Dallas County Elections Administrator Toni Pippins Poole told Fox 26 her office did just that on election night—electronically sending unofficial votes to the Central Count Station, then hand-delivering thumb drives and comparing the copied results to the original.

“We verified election results—what was sent was what we received directly from the primary media that’s in the election tabulated system,” said Pippins-Poole.

Trautman said the manual delivery method chosen by her office meant the majority of MBBs were not delivered for counting until 2:30 a.m. on November 6.

Trautman said she asked last week for a waiver of the election advisory, but the Secretary of State’s Office denied it, saying the electronic transfer method she was attempting was illegal.

“We said, 'What’s going on?

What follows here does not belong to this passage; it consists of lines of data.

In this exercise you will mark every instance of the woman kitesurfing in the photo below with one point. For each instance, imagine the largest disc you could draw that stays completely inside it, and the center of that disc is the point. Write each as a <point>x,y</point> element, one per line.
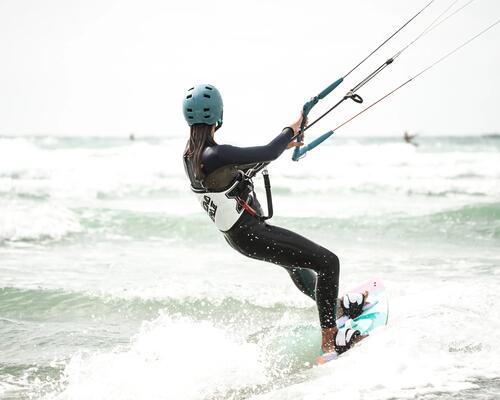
<point>221,177</point>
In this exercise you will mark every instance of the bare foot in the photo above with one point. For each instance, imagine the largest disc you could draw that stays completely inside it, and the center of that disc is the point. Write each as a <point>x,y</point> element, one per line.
<point>328,339</point>
<point>340,311</point>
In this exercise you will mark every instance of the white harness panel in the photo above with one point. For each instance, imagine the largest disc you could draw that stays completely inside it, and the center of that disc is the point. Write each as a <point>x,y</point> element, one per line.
<point>221,207</point>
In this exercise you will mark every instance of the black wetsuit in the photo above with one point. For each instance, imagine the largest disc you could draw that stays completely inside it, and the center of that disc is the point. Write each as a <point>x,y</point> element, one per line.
<point>313,269</point>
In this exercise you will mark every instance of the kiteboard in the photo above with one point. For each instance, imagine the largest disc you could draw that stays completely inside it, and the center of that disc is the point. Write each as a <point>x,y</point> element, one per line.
<point>375,314</point>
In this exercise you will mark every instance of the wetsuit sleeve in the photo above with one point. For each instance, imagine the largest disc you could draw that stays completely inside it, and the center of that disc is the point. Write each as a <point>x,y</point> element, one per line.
<point>222,155</point>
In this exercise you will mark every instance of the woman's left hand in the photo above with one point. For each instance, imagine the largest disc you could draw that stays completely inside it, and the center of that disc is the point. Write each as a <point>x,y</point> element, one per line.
<point>296,125</point>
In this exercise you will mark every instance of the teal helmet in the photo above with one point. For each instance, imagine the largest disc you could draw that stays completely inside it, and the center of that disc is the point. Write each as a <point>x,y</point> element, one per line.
<point>203,105</point>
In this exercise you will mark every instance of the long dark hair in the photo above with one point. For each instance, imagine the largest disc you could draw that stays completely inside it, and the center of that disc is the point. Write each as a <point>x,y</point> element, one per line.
<point>199,139</point>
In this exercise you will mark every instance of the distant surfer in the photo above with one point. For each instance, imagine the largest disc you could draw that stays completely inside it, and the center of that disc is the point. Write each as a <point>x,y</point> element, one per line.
<point>221,178</point>
<point>408,138</point>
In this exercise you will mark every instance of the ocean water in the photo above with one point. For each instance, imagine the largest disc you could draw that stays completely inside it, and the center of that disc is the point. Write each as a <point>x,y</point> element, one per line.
<point>115,285</point>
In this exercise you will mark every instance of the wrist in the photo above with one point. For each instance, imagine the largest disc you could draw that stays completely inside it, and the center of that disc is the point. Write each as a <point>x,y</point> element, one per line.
<point>288,130</point>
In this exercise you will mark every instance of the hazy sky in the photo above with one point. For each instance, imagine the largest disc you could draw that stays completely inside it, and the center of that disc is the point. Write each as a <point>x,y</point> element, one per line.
<point>111,67</point>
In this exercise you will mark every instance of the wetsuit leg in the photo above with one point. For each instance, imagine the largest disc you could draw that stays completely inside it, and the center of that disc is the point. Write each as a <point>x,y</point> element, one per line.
<point>259,240</point>
<point>305,280</point>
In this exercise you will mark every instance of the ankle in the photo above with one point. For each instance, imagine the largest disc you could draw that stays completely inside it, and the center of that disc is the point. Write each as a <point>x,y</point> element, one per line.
<point>328,339</point>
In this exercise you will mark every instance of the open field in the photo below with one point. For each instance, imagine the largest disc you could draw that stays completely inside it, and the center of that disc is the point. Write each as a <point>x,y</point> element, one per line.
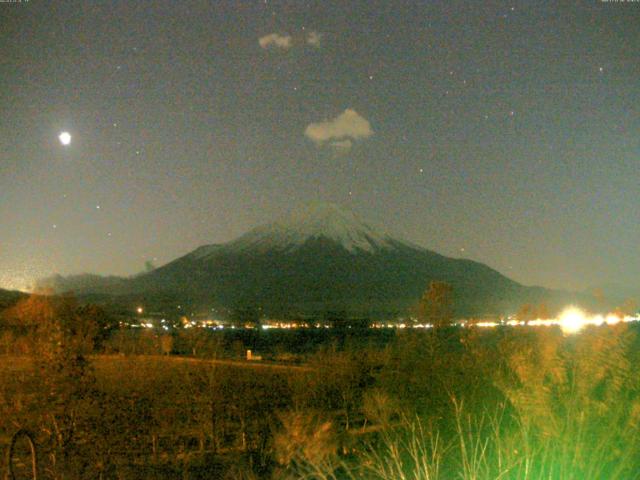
<point>499,403</point>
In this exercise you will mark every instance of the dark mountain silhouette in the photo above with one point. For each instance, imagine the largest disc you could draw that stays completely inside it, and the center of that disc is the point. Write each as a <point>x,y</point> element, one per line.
<point>317,260</point>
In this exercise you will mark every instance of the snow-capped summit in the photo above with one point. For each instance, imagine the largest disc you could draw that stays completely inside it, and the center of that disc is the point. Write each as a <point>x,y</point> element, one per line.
<point>316,221</point>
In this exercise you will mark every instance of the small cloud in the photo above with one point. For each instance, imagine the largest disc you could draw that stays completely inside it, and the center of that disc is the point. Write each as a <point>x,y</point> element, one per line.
<point>275,40</point>
<point>314,38</point>
<point>347,126</point>
<point>342,145</point>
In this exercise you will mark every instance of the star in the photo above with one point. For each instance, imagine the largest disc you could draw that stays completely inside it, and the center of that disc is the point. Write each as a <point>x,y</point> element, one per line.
<point>65,138</point>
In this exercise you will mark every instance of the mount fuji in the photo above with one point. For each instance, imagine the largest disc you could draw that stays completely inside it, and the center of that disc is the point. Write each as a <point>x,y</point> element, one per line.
<point>318,259</point>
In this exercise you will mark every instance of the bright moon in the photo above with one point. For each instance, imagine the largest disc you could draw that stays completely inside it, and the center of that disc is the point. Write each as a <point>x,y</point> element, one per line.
<point>65,138</point>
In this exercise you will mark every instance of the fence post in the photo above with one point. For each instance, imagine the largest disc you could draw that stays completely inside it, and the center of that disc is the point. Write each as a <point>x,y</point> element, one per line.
<point>34,456</point>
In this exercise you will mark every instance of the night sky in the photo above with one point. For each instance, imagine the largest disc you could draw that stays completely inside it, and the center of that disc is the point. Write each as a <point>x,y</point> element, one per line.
<point>504,132</point>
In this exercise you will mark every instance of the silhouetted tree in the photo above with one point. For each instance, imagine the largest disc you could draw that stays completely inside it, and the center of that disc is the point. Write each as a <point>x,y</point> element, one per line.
<point>436,305</point>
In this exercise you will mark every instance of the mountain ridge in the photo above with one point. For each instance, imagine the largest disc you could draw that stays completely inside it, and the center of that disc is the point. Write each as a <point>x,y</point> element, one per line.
<point>322,258</point>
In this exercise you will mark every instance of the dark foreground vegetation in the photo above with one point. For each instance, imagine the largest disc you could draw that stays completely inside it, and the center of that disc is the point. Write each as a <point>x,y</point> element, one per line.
<point>448,403</point>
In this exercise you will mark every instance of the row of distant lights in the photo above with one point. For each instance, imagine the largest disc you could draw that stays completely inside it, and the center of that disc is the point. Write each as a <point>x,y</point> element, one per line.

Why so late?'” said Trautman. “They said, well this is the law.”

“No other county expressed any issue relating to our advisory,” said Ingram. “We were particularly surprised by the reaction of Harris County given our conversations with their vendor and deputy for elections.”

Ingram said he received a phone call from a deputy clerk of elections on October 2 in which Ingram explained the procedure of making duplicates of the MBBs, connecting the duplicates to computers, and hand-delivering the original MBBs, then comparing the two results.

“I explained the proposed procedure and the deputy clerk expressed his understanding,” said Ingram. “He called a couple of days later on an unrelated matter and another member of my staff again explained the proposed procedure.  He again expressed understanding of our proposed procedure and said that Harris County would be able to follow this process.”

The clerk’s office claims the Secretary of State’s office previously knew of their plan to transport election results through a secure intranet network. Ingram denies that.

“This is untrue,” said Ingram. “Harris County did not disclose their plan in any of their correspondence with our office regarding their use of the countywide polling place program.  While counties are required to establish and implement a written central counting station plan in accordance with Section 127.007, that plan is not required to be filed or approved by our office.  We did not review or approve Harris County’s plan for this election.

Previously the county has used a secure phone line or modem to send results.

According to Texas state law (Sec. 129.054), “a voting system may not be connected to any external communications network, including the Internet.”